# Pre emergent studies



## Fronta1 (Jul 11, 2017)

Recently on tlf there was some discussion about what would happen if you applied too much pre emergent. This led to someone pointing out a study, which led to me looking further into it and I was really surprised by what I found. I just wanted to share these articles with everybody because the whole goal of most of us is to grow as healthy a lawn as we possibly can. After my research I came to a pretty clear conclusion about which pre emergent I want to use, and I just felt like people should be aware.

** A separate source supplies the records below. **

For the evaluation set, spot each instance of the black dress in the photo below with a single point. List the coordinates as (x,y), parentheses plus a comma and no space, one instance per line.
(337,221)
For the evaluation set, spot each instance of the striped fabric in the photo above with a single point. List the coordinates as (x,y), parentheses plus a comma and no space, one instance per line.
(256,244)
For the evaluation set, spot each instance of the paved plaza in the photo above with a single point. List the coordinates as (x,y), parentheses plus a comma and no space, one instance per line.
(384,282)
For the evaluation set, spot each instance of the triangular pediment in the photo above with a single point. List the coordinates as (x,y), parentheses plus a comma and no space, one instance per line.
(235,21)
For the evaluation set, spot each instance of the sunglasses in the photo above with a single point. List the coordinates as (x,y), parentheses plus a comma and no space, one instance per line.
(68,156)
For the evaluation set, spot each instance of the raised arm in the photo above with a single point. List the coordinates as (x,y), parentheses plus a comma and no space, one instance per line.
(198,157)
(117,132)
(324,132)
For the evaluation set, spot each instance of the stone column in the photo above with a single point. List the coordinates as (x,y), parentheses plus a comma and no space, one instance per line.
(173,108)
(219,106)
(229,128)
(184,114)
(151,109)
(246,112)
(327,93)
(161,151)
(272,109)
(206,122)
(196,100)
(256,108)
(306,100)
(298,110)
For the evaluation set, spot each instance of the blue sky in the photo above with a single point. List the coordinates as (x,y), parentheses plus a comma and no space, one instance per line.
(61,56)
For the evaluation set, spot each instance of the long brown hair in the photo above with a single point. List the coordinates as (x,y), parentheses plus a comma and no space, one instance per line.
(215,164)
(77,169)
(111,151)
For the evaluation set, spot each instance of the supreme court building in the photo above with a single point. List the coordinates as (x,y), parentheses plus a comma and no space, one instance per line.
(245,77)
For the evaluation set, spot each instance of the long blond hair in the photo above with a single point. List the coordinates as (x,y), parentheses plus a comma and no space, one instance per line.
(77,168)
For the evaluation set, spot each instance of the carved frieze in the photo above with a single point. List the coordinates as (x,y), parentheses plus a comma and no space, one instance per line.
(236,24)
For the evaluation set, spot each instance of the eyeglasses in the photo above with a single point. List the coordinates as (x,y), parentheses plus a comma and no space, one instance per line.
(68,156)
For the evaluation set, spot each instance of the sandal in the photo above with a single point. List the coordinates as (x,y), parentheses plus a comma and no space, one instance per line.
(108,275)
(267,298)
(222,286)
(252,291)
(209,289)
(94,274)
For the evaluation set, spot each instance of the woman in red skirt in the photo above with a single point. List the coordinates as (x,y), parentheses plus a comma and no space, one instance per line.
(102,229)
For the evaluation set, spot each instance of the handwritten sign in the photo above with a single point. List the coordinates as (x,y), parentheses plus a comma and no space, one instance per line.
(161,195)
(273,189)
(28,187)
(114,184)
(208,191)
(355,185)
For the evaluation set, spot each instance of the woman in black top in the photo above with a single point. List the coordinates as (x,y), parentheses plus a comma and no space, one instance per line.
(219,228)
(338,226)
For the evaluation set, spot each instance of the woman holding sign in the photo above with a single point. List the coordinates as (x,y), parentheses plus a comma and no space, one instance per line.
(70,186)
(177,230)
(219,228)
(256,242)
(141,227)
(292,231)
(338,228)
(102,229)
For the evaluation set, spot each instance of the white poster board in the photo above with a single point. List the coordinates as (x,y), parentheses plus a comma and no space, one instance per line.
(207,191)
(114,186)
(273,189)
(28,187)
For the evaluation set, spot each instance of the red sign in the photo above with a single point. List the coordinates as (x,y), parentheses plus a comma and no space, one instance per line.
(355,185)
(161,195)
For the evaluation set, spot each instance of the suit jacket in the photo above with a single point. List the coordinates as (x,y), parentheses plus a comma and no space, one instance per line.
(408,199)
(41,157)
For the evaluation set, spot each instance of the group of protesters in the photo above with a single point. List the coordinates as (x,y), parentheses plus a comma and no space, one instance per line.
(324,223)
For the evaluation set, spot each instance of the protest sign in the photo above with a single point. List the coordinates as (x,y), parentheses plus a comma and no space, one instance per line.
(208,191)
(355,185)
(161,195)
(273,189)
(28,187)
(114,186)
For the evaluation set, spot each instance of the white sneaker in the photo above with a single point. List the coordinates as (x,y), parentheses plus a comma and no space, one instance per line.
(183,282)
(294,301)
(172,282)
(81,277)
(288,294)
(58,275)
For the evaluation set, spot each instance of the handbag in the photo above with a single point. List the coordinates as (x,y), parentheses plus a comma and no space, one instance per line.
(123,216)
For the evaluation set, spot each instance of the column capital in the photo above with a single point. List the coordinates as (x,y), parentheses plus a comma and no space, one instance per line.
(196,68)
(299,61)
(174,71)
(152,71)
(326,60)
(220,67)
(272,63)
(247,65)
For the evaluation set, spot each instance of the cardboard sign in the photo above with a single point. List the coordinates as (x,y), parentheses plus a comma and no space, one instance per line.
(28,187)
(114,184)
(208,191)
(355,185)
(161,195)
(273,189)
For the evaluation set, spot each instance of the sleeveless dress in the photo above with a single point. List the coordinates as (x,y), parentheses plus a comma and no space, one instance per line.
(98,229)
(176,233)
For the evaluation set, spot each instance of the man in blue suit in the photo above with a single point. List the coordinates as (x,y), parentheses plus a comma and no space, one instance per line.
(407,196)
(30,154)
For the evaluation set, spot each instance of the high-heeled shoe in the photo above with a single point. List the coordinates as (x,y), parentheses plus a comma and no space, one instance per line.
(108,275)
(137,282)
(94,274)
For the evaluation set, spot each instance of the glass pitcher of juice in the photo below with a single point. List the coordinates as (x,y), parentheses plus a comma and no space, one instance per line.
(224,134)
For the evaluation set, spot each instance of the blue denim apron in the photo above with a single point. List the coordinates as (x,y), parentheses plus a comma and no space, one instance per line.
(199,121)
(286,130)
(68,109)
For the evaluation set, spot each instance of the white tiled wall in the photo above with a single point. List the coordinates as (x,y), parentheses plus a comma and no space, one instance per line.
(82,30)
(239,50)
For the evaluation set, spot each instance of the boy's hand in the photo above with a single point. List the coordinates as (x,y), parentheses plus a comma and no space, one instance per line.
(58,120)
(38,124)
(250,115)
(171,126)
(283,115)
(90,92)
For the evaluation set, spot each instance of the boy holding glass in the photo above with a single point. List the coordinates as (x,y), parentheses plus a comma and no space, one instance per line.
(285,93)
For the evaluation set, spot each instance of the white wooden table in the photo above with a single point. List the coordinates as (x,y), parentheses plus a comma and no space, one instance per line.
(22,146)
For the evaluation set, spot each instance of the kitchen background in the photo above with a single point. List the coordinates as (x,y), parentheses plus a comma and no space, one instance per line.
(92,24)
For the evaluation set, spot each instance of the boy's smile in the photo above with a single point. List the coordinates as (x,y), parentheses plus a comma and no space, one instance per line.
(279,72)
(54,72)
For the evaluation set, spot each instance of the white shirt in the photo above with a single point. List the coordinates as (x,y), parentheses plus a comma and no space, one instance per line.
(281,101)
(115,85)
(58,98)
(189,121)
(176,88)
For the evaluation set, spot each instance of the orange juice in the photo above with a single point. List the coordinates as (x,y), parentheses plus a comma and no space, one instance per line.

https://www.google.com/url?sa=t&sou...gglMAA&usg=AFQjCNFFLl1z1tZn2y6KEvgMu-qdEBAx5A

http://www.turffiles.ncsu.edu/alert...s-for-summer-annual-weed-control-in-turfgrass

https://www.google.com/url?sa=t&sou...ggoMAA&usg=AFQjCNFnvfEFr7_RjmiyTpPY2oHe3FwE0g

https://www.google.com/url?sa=t&sou...ggxMAQ&usg=AFQjCNHMde7bvohqi7fEznPr1GOaHB8UUQ

https://www.google.com/url?sa=t&sou...ghKMAg&usg=AFQjCNE58i0BqSkBH5vm8UKxTpq9Oby8Ag


----------



## Bunnysarefat (May 4, 2017)

Wow, this is pretty shocking.


----------



## jimmy (Jul 25, 2017)

Fronta1 said:


> Recently on tlf there was some discussion about what would happen if you applied too much pre emergent. This led to someone pointing out a study, which led to me looking further into it and I was really surprised by what I found. I just wanted to share these articles with everybody because the whole goal of most of us is to grow as healthy a lawn as we possibly can. After my research I came to a pretty clear conclusion about which pre emergent I want to use, and I just felt like people should be aware.

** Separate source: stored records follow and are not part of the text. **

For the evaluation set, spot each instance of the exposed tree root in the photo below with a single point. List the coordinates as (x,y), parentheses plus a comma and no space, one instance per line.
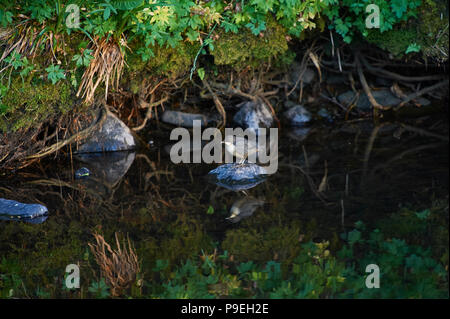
(106,67)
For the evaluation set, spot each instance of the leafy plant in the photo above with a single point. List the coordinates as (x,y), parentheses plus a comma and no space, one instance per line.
(55,73)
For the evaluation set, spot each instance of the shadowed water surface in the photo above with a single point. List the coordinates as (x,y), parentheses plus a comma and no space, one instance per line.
(329,177)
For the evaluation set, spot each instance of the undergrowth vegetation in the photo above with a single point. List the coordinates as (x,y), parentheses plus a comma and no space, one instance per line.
(88,43)
(333,268)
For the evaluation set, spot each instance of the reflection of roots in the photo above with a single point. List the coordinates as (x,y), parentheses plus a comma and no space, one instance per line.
(106,67)
(119,267)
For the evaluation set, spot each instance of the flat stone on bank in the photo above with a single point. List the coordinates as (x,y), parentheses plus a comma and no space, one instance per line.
(112,136)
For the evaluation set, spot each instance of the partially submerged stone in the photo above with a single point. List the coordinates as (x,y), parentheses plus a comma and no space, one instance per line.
(13,210)
(108,169)
(297,115)
(112,136)
(384,97)
(183,119)
(253,115)
(238,177)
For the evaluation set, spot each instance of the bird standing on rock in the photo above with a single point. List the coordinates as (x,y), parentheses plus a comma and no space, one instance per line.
(241,148)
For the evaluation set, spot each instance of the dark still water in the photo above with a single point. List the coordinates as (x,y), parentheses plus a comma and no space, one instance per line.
(393,178)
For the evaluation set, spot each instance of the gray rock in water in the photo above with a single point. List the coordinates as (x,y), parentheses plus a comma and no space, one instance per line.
(13,210)
(108,169)
(182,119)
(112,136)
(253,115)
(384,97)
(238,177)
(295,72)
(299,134)
(298,115)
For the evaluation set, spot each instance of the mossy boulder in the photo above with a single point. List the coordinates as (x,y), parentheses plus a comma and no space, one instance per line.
(243,49)
(28,104)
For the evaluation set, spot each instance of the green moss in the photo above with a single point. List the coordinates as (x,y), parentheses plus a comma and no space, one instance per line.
(245,49)
(279,242)
(29,104)
(429,30)
(434,29)
(167,61)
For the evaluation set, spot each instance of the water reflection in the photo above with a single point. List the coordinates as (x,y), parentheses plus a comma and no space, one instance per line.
(238,177)
(106,169)
(244,208)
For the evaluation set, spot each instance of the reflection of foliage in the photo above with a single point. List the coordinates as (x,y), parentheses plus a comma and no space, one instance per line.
(268,256)
(120,267)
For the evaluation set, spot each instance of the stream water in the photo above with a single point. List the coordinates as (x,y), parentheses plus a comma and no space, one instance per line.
(171,211)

I'm assuming that you are planning on Oxadiazon? There are two issues for me with this: 

It is expensive
The labels on the stuff you _can_ buy says not for home use

It is troubling how much common pre-emergents affect the roots of your lawn and I'm definitely going to wait a couple years before I use it on my new renovation that I just seeded (assuming I have grass :| )

Thanks for posting this!


----------



## Fronta1 (Jul 11, 2017)

jimmy said:


> Fronta1 said:
> 
> 
> > Recently on tlf there was some discussion about what would happen if you applied too much pre emergent. This led to someone pointing out a study, which led to me looking further into it and I was really surprised by what I found. I just wanted to share these articles with everybody because the whole goal of most of us is to grow as healthy a lawn as we possibly can. After my research I came to a pretty clear conclusion about which pre emergent I want to use, and I just felt like people should be aware.
> ...


Domyown has a generic wsp for $25. I share your concern about the use label, but there are a lot of reasons a product might not be labeled for home use. Personal decision.


----------



## Bunnysarefat (May 4, 2017)

I seriously doubt it's the decision of the manufacturer or the seller to label the products not for home use. It's likely a decision by some government employee who we don't know their name and who probably knows virtually nothing about lawncare. There could be numerous reasons this is not labeled for home use, one of the very last reasons on the spectrum of likelihood is safety based on serious research.. it's like MSMA, they just banned it based on a theory with no proof. Nobody voted on it, no debate, they just did it and now dallisgrass is taking over, immune to glyphosate and MSMA banned for home use, presumably because it's assumed you and I are too stupid to know how to use it properly.

The question I have about these pre emergents, yes they change the roots, but do those changes inhibit function? I can't find any data on that, it seems to me that the pros outweigh the cons until I read otherwise.


----------



## Ware (Jan 28, 2017)

Bunnysarefat said:


> ...The question I have about these pre emergents, yes they change the roots, but do those changes inhibit function? I can't find any data on that, *it seems to me that the pros outweigh the cons* until I read otherwise.


Agree. I use Prodiamine at label rate and my turf still manages to improve each year - to the point where I actually use other chemical and mechanical measures (PGR, reduced fertilizer rates, verticutting, etc.) to slow it down.


----------



## dfw_pilot (Jan 28, 2017)

Bunnysarefat said:


> It's likely a decision by some government employee who we don't know their name and who probably knows virtually nothing about lawncare ... it's like MSMA, they just banned it based on a theory with no proof. Nobody voted on it, no debate, they just did it and now dallisgrass is taking over, immune to glyphosate and MSMA banned for home use, presumably because it's assumed you and I are too stupid to know how to use it properly.


Hear, hear! +1 and Amen.


----------